Eckerstrom, 24, was second-string keeper this year with NWSL champions Portland Thorns, who beat North Carolina in the decider 1-0 on October 14.She takes over from Katelyn Rowland, who playedfor NWSL minor premiers North Carolina and came in as an injury replacement for countrywoman Kelsey Wys at the Jets early last W-League season.

The Americans will join returning Matildas Van Egmond, Tara Andrews, Hannah Brewer and Gema Simon in the Jets squad.

Simon, a captain and foundation Jets player, is yet to be announced but is expected to return following her off-season stint in Norway.

The Jets start the W-League season against Western Sydney Wanderers on Sunday at McDonald Jones Stadium as part of a double-header with the A-League side.

Van Egmond was the Jets representative at the W-League season launch in Sydney on Monday.

The Matildas No.10’s return to Newcastle was confirmed last Friday and she said then that Jets supporters would be “quite excited to see what we can produce this year” and “I think we’re going to be quite competitive”.

Van Egmond last played with Newcastle in 2014, when she finished with theJulie Dolan Medal as the W-League’s best and fairest.She was also part of the club’s inaugural squad of 2008-09, which made the Jets’only appearance in the play-offs.

“We haven’t reached the finals for quite a number of years and I think that’s a goal of everyone in the team,” she said.“We’ll take it one game ata time, and all the other teams are bolstering their squads as well, so I think it’s going to be a great season.”

Coach Craig Deans said “the American girls that come in will definitely add to the group” and the squad was potentially better than last year’s, which finished fifth.

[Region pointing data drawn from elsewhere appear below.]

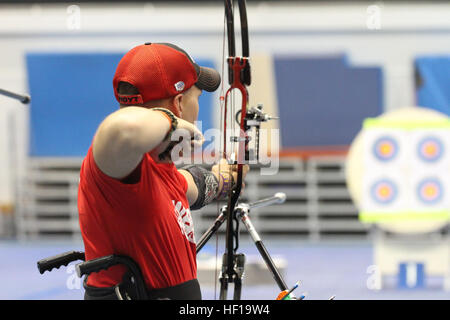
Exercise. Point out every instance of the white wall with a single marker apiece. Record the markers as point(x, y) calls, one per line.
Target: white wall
point(405, 30)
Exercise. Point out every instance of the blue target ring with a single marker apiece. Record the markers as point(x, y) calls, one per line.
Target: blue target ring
point(384, 191)
point(385, 148)
point(430, 191)
point(430, 149)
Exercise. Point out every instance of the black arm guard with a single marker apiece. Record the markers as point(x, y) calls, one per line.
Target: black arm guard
point(207, 185)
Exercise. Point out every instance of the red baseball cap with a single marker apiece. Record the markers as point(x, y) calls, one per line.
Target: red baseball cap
point(161, 70)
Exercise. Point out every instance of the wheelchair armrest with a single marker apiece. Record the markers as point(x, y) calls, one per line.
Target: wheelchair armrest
point(96, 265)
point(103, 263)
point(59, 260)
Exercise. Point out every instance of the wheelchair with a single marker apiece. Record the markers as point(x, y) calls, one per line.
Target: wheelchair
point(132, 286)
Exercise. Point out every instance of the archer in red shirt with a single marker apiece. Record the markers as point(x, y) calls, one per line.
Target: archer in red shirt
point(132, 199)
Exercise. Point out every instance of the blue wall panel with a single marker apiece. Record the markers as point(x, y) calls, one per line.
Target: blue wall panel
point(322, 101)
point(434, 90)
point(71, 94)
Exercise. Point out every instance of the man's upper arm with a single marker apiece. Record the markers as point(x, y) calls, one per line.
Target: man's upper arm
point(192, 191)
point(113, 150)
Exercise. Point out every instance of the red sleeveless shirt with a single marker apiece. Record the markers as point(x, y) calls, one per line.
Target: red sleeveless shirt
point(149, 221)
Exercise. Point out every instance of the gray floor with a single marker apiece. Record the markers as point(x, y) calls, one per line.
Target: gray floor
point(325, 269)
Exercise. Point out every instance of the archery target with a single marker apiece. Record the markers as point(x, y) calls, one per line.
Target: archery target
point(430, 149)
point(385, 148)
point(399, 170)
point(384, 191)
point(429, 191)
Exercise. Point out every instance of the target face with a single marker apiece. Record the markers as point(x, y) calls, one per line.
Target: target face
point(430, 191)
point(430, 149)
point(385, 148)
point(384, 191)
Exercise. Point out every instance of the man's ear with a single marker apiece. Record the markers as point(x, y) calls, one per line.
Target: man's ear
point(178, 105)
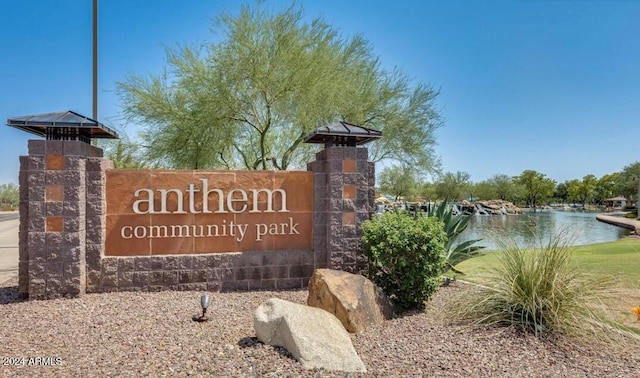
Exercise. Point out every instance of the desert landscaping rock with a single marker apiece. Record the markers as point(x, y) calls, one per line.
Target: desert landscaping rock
point(152, 334)
point(352, 298)
point(313, 336)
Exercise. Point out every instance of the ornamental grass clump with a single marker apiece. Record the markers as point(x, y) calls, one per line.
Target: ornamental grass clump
point(538, 290)
point(405, 257)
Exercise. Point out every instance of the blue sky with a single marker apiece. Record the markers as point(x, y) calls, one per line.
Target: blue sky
point(552, 86)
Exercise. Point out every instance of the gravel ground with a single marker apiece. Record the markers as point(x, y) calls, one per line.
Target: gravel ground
point(152, 334)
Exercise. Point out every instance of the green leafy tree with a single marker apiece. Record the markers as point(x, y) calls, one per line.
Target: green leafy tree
point(537, 187)
point(9, 196)
point(453, 186)
point(398, 181)
point(499, 186)
point(582, 191)
point(628, 184)
point(483, 190)
point(606, 187)
point(562, 192)
point(125, 153)
point(249, 99)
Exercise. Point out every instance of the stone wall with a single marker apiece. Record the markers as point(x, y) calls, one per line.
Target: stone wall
point(62, 231)
point(344, 194)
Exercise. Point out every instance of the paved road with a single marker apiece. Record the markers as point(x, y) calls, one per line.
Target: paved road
point(9, 222)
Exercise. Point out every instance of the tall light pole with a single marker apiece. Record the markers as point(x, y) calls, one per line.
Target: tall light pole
point(95, 60)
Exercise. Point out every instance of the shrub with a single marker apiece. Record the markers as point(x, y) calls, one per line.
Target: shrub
point(405, 257)
point(454, 225)
point(538, 291)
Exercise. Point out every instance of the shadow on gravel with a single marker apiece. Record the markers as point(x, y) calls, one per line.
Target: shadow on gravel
point(253, 342)
point(9, 294)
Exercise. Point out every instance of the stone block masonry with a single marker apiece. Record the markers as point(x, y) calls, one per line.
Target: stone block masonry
point(63, 223)
point(344, 194)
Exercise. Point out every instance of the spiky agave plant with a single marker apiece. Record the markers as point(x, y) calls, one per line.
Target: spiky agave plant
point(454, 225)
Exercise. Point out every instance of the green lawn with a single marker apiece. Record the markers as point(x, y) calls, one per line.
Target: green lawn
point(618, 261)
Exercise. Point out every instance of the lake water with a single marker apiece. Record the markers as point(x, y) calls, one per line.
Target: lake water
point(531, 228)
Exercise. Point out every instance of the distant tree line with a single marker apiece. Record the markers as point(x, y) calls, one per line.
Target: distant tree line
point(530, 188)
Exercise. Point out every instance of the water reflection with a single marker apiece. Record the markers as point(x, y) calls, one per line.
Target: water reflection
point(535, 228)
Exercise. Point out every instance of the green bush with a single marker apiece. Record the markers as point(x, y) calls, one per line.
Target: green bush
point(405, 257)
point(454, 225)
point(538, 291)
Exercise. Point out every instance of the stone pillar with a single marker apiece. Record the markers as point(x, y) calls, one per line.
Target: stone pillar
point(344, 193)
point(53, 223)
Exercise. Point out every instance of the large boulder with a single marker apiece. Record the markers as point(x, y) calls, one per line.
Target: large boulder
point(313, 336)
point(356, 301)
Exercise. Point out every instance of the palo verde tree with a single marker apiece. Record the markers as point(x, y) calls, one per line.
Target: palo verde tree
point(248, 99)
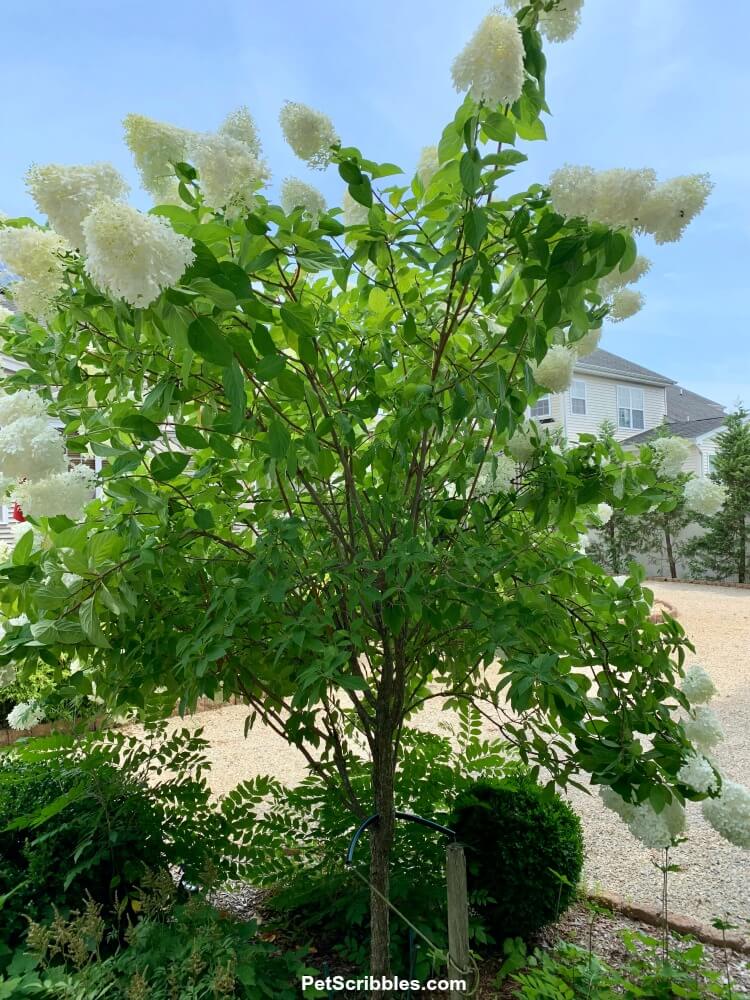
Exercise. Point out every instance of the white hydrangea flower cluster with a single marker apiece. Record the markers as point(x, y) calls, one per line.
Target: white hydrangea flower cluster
point(624, 304)
point(296, 194)
point(704, 496)
point(630, 198)
point(698, 774)
point(156, 146)
point(30, 448)
point(240, 125)
point(729, 813)
point(587, 343)
point(697, 685)
point(354, 213)
point(670, 454)
point(25, 715)
point(62, 493)
point(558, 24)
point(656, 831)
point(66, 195)
point(428, 164)
point(604, 512)
point(230, 174)
point(490, 66)
point(36, 255)
point(555, 370)
point(133, 256)
point(497, 480)
point(310, 133)
point(702, 728)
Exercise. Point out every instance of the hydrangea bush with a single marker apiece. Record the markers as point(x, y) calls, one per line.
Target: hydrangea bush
point(310, 424)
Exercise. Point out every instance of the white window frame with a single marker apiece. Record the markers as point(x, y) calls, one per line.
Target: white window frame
point(546, 403)
point(627, 395)
point(578, 394)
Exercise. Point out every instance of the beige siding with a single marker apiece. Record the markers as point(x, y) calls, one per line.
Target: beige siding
point(601, 405)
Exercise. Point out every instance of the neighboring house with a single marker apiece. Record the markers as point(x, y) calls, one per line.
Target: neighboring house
point(636, 401)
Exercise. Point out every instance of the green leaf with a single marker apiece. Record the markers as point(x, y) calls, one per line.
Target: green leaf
point(140, 427)
point(207, 340)
point(470, 171)
point(475, 227)
point(90, 624)
point(189, 437)
point(168, 465)
point(270, 366)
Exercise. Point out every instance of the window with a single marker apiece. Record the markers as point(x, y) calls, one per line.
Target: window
point(577, 396)
point(630, 407)
point(541, 408)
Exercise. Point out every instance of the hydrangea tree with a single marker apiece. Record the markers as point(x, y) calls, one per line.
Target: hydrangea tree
point(311, 428)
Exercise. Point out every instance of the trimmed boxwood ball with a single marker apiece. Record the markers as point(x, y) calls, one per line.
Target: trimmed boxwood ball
point(517, 836)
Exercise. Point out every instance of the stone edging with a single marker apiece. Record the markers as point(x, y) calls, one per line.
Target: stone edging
point(677, 922)
point(700, 583)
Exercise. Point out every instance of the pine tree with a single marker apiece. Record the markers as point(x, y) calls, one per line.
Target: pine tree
point(722, 551)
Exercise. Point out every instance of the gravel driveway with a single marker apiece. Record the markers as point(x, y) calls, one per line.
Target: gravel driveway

“I think our team last year wasn’t too bad,” Deans said. “We got to a game with Melbourne City to make the finals and we weren’t good enough.

“Those players who went through that last year are mostlyyounger players and I would hope they would have learned from that.”

“Those younger players need to step up and show the mentality that’s needed. We have the potential to be a better team than last year but until they actually get on the field and start to show it, it doesn’t mean anything.”